The request dissector parses the TCP payload using the golang "http" package and then applies what could have been our detection heuristic: check if the URI is "/cgi-bin/api.cgi?cmd=Login". If this late detection succeeds, the HTTP payload is parsed using the golang "json" package and credentials are extracted.
In order to parse an http response, the golang "http" package requires the associated request. We update a cache containing all requests and their packet number.
The response dissector will look into the requests cache for a matching request (the closest lower packet number). The http payload is parsed using the golang "json" package and the authentication result is retrieved. The requests cache is updated with the authentication result.
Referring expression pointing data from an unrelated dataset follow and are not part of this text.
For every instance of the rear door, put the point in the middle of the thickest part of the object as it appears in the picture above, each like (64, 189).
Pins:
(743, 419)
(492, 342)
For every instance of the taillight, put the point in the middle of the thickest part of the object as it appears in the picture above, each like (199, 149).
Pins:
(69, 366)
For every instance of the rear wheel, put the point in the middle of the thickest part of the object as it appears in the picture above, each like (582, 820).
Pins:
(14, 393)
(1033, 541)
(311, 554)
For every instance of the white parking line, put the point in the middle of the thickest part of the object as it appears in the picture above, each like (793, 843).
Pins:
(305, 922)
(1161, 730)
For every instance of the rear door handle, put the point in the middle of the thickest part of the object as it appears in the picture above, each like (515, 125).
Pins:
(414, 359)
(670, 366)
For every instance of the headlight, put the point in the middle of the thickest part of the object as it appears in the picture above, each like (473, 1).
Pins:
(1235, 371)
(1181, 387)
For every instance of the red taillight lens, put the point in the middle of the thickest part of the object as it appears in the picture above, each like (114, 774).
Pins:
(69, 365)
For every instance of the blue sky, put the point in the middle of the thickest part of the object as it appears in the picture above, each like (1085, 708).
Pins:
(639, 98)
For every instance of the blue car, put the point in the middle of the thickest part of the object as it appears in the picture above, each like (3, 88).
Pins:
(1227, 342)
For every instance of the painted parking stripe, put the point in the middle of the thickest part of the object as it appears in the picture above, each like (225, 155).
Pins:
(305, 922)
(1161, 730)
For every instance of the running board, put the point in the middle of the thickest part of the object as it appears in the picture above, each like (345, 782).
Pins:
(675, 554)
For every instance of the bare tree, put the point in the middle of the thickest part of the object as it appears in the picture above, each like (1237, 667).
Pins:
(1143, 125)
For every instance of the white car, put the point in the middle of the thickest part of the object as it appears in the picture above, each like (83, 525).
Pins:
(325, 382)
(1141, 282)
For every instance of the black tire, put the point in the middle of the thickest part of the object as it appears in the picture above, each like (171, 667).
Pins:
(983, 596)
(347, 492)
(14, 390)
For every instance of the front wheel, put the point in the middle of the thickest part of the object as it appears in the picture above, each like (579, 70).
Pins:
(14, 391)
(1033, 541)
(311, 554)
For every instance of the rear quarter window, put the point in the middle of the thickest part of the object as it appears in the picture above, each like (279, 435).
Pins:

Wireshark uses a multiple pass strategy. When a pcap is loaded, all packets are passed to the dissectors following the capture order.
Atfter this first pass, dissectors are called again depending on the Wireshark's window focus. At this point, there's no guarantee that the passed packets follows any order, this totally depends on what is displayed.
In our plugin, after the first pass the requests dissector will not be able to tell if the request was successfull or not. During later passes, the cache has been updated by the results dissector.